Two years ago, the balance of power shifted in Santa Rosa politics. Now a fierce battle is under way to try to shift it back.
In 2008, after decades of control by largely pro-development City Council majorities, candidates focused on environmental and quality-of-life issues took the helm of the city.
Now, on the heels of two years of deep budget cuts and even deeper council divisions, the question that only voters can answer is whether the new majority can hold onto its gains in the face of a trio of pro-business candidates determined to retake the lost ground.
"This is a philosophical fight over the direction of a community," said local political analyst Brian Sobel. "I think it mirrors what is going on in a number of other races."
With campaign literature clogging mailboxes and disclosure reports revealing the people and money backing the candidates, the battle lines in the seven-way contest are becoming clearer by the day.

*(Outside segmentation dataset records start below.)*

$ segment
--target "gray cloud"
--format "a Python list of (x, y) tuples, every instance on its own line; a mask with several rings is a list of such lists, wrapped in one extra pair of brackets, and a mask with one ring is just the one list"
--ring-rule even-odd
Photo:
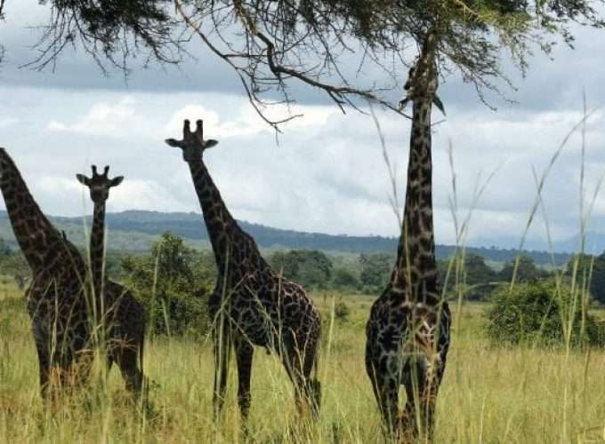
[[(20, 12), (36, 6), (36, 15)], [(111, 165), (126, 181), (112, 194), (114, 210), (148, 209), (198, 210), (186, 166), (162, 140), (178, 136), (184, 117), (203, 117), (221, 144), (206, 155), (209, 168), (236, 217), (269, 226), (350, 234), (396, 235), (389, 205), (391, 190), (376, 130), (369, 116), (341, 115), (325, 97), (293, 83), (303, 104), (303, 119), (285, 128), (275, 143), (247, 104), (240, 84), (220, 60), (197, 50), (198, 61), (182, 68), (135, 70), (125, 83), (119, 73), (101, 75), (85, 54), (68, 52), (54, 74), (20, 70), (31, 57), (27, 48), (44, 21), (44, 8), (34, 0), (7, 4), (7, 26), (0, 41), (7, 58), (0, 67), (0, 144), (13, 155), (44, 210), (79, 215), (90, 210), (73, 178), (90, 163)], [(536, 196), (532, 166), (538, 174), (569, 129), (581, 119), (582, 91), (589, 104), (605, 101), (599, 31), (577, 32), (577, 48), (563, 46), (555, 61), (536, 54), (528, 77), (519, 79), (518, 104), (481, 104), (469, 85), (450, 77), (442, 85), (448, 118), (435, 128), (434, 185), (437, 239), (455, 242), (449, 206), (451, 171), (448, 147), (454, 147), (459, 218), (472, 205), (478, 177), (497, 170), (472, 218), (475, 242), (515, 243)], [(196, 45), (196, 47), (198, 47)], [(367, 72), (367, 77), (376, 75)], [(392, 92), (392, 97), (399, 95)], [(273, 109), (280, 114), (284, 107)], [(379, 111), (393, 163), (399, 198), (404, 195), (409, 123)], [(436, 118), (440, 118), (435, 115)], [(603, 114), (586, 132), (586, 200), (605, 171)], [(562, 151), (546, 181), (544, 206), (553, 237), (578, 230), (580, 139)], [(592, 227), (605, 224), (605, 197), (594, 202)], [(2, 205), (0, 203), (0, 205)], [(538, 218), (530, 240), (545, 237)]]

"One side says you embrace business, and through business you create jobs and bring money into the community. And the other side says being careful and protecting the environment and being cautious is more sustainable in the long term," Sobel said.
In 2008, an alliance of local labor and environmental groups and a base energized by an historic national election helped the more liberal candidates build on prior gains to win their first-ever majority on the council.
Gary Wysocky and Marsha vas Dupre joined Susan Gorin and Veronica Jacobi to form a 4-3 majority that often clashed with John Sawyer, Jane Bender and Ernesto Olivares. Now, Gorin and Jacobi are seeking re-election, and Bender's retirement is leaving a third seat up for grabs.
Gorin, Jacobi and retired teacher Larry Haenel, whose views place him firmly in the Gorin-Jacobi camp, are digging deep to preserve their hard-won gains.
They've won endorsements from a large number of groups with significant sway in liberal Sonoma County, including the Sierra Club, Sonoma County Conservation Action and Concerned Citizens for Santa Rosa.
Meanwhile, a variety of business, development and public employee organizations are rallying around a slate of three candidates working with veteran political consultant Herb Williams to regain power and alter the leadership in what they say is a city adrift.
The signs for Scott Bartley, Jake Ours and Juan Hernandez succinctly sum up their campaign message with the slogan "Want jobs?"
The trio and their backers are sharply criticizing Gorin's leadership and Jacobi's grasp of economics as they focus on a campaign emphasizing economic development, job creation and changing the atmosphere at City Hall.
They claim the current council majority has turned away projects such as Lowe's Home Improvement that would have generated jobs for residents and tax revenue for the city. The council "rhetoric" of preferring "high-paying, green jobs" shows how out of touch some council members are, said Bartley, an architect.
"A vital society needs a complete spectrum of jobs," Bartley said.
To that end, the trio claim they are better suited to attract new businesses to the community. Bartley and Hernandez, owner of a small computer business, note that they have experience running businesses and managing employees, experience the incumbents lack.
They say that as council members they would attend trade shows to help bolster efforts by staff to recruit new businesses and send the message that Santa Rosa is "open for business."
"That's a big thing in the perception of how friendly the city is," said Ours, the former chairman of the Santa Rosa Redevelopment Agency board of directors.
Gorin said the argument that the city should be approving big stores for the jobs and sales tax revenue they create shows the hollowness of the slate's platform. The "big-box slate," as she calls them, ignores the damage Lowe's would have done to local businesses, the gridlock it would have created on Santa Rosa Avenue and how little additional tax revenue would have been generated.
She said that's because the development interests behind "the slate" are eager to return to the days when sprawl was the name of the game and neighbors' concerns took a back seat to business interests.
"They really want to go back to the past," Gorin said.
What they are offering is a "quick fix" that might be attractive to people who are suffering from job losses and foreclosure. When times are tough, it is easy for people to promise they can do a better job, she said. But creating living-wage jobs is tough work requiring long-range vision, which she said she has shown in projects such as the filling vacant commercial space and redeveloping the former AT&T building downtown.